This is a great combination, I love to make this cake as a desert for Brunch on a beautiful Sunday with girlfriends that love it without gluten. Tea and this cake at the end will make you a queen:)
MIX ALL THE DRY INGREDIENTS:
1 ½ cups Almond flour
½ cup quinoa flour
1 ½ tablespoon tapioca flour
1 tablespoon baking powder
¼ teaspoon baking soda
⅓ teaspoon salt
2 tablespoon poppy seeds
For the whipped:
3 Eggs
¾ cup brown sugar
2 lemons for lemon zest
2 lemons for juice
½ cup olive oil
½ cup almond milk
1 teaspoon vanilla extract
For the Lemon-Honey Syrup:
Mix and pour over the cake when hot:
2 lemons for juice
2 tablespoon honey
Lemon Glaze :
½ cup powdered sugar
1 lemon for juice
½ teaspoon vanilla extract
2 tablespoon almond milk
How to make?
Preheat oven to 350F 180C
In a bowl, Mix all the dry ingredients together and put aside.
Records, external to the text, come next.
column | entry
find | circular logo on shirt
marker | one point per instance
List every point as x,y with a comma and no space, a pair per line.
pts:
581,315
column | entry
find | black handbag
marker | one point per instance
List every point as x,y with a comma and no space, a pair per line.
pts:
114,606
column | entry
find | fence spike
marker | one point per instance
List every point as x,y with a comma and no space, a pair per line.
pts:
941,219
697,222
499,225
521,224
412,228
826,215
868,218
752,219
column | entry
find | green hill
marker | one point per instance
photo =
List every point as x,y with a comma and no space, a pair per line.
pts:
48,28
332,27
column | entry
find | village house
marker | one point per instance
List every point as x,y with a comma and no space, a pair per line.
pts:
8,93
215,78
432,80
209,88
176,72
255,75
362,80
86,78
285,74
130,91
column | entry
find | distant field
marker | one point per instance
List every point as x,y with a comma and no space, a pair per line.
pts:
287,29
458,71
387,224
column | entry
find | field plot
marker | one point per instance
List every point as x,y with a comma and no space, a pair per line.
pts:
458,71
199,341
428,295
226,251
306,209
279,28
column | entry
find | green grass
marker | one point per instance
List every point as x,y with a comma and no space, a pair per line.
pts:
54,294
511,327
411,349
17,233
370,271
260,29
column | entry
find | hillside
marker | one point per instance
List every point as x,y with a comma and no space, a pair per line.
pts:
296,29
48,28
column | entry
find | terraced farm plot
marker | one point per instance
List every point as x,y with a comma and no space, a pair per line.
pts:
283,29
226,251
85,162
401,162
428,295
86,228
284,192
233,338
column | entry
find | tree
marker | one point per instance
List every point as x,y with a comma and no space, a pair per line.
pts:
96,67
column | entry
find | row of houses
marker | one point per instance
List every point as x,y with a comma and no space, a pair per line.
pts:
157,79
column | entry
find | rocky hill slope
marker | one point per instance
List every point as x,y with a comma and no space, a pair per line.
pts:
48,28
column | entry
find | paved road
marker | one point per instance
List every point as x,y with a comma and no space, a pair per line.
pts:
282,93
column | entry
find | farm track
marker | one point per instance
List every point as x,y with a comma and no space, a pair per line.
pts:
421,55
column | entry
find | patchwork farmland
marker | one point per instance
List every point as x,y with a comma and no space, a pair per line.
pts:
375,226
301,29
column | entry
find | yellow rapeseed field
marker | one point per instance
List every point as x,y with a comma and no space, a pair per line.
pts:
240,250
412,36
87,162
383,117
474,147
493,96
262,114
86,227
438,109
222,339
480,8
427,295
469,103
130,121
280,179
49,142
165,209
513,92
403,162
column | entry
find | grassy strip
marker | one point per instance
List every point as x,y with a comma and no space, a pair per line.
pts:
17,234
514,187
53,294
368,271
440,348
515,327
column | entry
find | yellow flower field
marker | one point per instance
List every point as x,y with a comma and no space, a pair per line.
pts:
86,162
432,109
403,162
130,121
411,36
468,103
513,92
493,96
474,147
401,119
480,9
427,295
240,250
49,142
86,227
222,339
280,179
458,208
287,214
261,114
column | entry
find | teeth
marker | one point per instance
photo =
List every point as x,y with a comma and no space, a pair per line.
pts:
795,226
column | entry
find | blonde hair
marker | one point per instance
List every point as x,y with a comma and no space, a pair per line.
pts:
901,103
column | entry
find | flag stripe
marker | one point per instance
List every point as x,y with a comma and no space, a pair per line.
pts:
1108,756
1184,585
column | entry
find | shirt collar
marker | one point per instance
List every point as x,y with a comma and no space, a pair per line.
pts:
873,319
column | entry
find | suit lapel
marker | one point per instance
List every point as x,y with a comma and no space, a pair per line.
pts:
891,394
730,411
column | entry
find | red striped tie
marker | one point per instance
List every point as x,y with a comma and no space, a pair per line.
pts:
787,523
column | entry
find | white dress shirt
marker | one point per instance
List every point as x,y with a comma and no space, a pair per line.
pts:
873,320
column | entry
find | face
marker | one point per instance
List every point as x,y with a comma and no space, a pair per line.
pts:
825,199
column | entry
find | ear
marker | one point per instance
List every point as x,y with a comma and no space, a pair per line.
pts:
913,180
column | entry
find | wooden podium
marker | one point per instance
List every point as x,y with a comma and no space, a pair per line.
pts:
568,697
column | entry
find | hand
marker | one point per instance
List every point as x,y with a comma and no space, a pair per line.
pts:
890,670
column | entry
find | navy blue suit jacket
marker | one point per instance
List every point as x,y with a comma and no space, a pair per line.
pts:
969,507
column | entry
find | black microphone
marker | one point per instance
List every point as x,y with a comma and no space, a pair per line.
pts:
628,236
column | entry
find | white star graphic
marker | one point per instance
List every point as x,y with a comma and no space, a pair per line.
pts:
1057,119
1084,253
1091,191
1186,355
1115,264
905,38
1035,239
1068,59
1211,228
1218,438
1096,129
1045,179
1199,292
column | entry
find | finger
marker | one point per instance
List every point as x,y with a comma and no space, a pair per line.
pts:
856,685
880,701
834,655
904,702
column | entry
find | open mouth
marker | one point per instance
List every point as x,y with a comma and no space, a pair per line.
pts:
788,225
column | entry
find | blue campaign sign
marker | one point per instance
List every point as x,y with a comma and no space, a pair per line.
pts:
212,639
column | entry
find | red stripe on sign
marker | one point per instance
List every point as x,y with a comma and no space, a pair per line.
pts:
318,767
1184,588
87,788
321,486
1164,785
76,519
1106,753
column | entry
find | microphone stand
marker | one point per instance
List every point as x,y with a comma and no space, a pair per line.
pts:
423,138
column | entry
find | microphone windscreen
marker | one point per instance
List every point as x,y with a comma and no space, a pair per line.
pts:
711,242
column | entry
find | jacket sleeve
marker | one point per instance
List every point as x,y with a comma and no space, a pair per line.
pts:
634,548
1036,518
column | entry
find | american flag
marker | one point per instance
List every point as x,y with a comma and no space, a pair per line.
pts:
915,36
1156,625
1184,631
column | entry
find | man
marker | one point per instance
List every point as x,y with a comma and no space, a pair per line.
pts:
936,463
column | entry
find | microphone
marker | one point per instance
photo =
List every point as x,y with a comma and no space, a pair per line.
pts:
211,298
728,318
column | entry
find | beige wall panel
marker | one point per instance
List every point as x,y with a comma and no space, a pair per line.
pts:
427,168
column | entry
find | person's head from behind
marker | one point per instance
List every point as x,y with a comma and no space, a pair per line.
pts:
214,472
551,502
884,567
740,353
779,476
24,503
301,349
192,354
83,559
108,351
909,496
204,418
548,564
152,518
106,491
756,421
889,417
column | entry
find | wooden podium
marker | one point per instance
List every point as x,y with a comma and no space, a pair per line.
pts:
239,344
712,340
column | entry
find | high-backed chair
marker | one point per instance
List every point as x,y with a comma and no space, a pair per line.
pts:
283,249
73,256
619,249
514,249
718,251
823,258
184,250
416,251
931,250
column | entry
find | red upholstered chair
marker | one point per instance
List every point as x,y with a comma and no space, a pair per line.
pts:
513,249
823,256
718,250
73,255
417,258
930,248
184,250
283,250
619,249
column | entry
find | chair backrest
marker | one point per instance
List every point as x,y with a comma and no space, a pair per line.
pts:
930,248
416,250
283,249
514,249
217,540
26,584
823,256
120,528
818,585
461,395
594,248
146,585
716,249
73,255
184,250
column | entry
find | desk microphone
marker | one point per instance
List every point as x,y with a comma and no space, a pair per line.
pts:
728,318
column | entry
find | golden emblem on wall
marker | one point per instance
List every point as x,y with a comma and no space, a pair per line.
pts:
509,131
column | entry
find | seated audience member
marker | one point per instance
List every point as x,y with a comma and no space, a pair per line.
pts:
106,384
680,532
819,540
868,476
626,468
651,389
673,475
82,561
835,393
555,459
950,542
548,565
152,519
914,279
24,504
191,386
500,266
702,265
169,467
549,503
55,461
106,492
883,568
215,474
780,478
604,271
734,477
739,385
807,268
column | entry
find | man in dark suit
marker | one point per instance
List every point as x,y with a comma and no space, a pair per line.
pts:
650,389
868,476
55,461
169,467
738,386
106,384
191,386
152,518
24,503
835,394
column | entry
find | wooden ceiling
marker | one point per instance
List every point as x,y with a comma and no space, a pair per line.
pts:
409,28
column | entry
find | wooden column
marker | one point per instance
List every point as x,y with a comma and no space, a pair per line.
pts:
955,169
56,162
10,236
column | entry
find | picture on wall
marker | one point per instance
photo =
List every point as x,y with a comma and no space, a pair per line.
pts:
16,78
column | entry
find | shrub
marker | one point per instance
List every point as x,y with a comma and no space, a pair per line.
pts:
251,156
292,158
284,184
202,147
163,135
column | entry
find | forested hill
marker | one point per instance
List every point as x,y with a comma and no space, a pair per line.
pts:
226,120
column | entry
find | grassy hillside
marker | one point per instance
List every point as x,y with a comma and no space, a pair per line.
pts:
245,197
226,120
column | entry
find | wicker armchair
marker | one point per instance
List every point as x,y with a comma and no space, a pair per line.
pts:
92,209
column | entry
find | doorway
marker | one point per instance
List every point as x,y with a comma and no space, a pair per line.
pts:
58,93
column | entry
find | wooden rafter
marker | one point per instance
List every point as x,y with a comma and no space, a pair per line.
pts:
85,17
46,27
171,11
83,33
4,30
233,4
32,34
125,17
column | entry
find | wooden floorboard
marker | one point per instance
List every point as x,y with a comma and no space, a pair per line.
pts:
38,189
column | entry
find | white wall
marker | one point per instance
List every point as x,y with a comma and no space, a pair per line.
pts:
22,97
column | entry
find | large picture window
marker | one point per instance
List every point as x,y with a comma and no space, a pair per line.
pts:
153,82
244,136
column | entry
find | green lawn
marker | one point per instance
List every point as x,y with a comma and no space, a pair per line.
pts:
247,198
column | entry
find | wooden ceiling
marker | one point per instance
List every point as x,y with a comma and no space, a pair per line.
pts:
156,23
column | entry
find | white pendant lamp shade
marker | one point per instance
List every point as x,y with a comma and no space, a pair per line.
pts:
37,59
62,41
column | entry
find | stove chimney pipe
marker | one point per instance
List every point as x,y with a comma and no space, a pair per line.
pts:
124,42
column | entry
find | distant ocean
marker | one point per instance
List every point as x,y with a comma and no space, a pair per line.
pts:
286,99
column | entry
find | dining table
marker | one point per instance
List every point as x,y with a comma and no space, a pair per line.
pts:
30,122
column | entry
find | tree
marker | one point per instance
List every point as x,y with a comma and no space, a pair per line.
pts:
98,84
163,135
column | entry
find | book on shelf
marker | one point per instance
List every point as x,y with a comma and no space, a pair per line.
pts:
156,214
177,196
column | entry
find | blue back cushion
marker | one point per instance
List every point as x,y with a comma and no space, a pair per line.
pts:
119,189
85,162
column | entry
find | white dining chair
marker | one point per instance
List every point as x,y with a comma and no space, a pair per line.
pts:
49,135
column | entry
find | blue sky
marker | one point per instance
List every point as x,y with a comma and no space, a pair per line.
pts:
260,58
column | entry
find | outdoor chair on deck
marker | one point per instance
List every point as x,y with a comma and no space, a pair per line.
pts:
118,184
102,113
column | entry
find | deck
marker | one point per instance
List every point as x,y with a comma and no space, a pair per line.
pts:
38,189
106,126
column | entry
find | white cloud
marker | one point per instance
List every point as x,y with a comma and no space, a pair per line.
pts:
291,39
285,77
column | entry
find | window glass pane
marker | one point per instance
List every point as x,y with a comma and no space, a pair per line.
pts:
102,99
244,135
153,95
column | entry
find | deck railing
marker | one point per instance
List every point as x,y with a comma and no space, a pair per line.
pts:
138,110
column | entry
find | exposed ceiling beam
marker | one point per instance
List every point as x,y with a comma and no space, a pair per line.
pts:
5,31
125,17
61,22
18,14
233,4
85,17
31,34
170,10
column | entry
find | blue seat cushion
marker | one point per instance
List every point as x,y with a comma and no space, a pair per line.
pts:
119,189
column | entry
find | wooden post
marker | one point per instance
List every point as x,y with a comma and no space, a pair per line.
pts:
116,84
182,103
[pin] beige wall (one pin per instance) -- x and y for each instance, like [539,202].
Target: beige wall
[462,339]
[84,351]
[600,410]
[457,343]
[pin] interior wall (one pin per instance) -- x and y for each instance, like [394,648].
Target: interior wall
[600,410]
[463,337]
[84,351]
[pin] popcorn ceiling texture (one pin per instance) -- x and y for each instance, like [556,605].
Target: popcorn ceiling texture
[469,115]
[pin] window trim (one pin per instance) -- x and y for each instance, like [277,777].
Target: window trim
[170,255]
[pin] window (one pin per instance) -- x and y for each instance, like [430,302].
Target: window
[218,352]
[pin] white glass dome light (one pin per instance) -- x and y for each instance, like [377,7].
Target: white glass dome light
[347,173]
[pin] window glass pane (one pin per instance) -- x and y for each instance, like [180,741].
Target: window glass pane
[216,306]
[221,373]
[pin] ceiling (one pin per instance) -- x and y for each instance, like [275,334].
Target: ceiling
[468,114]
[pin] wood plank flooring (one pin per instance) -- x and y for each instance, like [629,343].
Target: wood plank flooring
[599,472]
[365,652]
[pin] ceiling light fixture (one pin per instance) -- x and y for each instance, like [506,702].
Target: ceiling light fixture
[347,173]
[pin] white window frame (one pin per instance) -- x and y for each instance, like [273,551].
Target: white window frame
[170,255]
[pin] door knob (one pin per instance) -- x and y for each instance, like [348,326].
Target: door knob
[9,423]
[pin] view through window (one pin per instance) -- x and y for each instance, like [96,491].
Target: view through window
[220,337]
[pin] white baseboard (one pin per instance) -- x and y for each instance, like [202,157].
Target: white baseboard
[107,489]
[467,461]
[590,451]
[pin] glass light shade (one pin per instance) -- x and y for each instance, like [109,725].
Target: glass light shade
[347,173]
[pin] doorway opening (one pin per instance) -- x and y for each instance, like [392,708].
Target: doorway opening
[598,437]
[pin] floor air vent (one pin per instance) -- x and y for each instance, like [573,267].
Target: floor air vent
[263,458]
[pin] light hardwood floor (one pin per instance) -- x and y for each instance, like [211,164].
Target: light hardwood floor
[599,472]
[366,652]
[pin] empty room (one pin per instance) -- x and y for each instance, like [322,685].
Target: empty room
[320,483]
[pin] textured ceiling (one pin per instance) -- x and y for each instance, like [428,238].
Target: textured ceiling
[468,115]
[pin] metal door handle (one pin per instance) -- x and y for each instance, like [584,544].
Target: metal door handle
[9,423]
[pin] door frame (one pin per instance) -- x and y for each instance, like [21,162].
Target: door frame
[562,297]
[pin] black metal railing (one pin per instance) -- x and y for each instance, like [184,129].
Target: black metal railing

Break into the kitchenaid bowl the 3 eggs and whisk fast , gradually add the brown sugar until it becomes a thick foam .
Add the lemon zest,lemon juice,almond milk,olive oil and vanilla extract,with a spatula, fold gently, pour all of the dry ingredients into the wet mix ,and keep on folding .
Oil a Springform Pan with olive oil and pour the butter in,put in the oven for 25 min.
LEMON HONEY SYRUP:
Mix the lemon juice with the honey, and with a tablespoon pour the syrup all over the cake when hot!
Lemon glaze:
In a soup bowl mix with a fork for 5 min the powdered sugar with lemon juice,almond milk and vanilla extract, wait until the cake cools down and pour the lemon glaze over the lemon cake.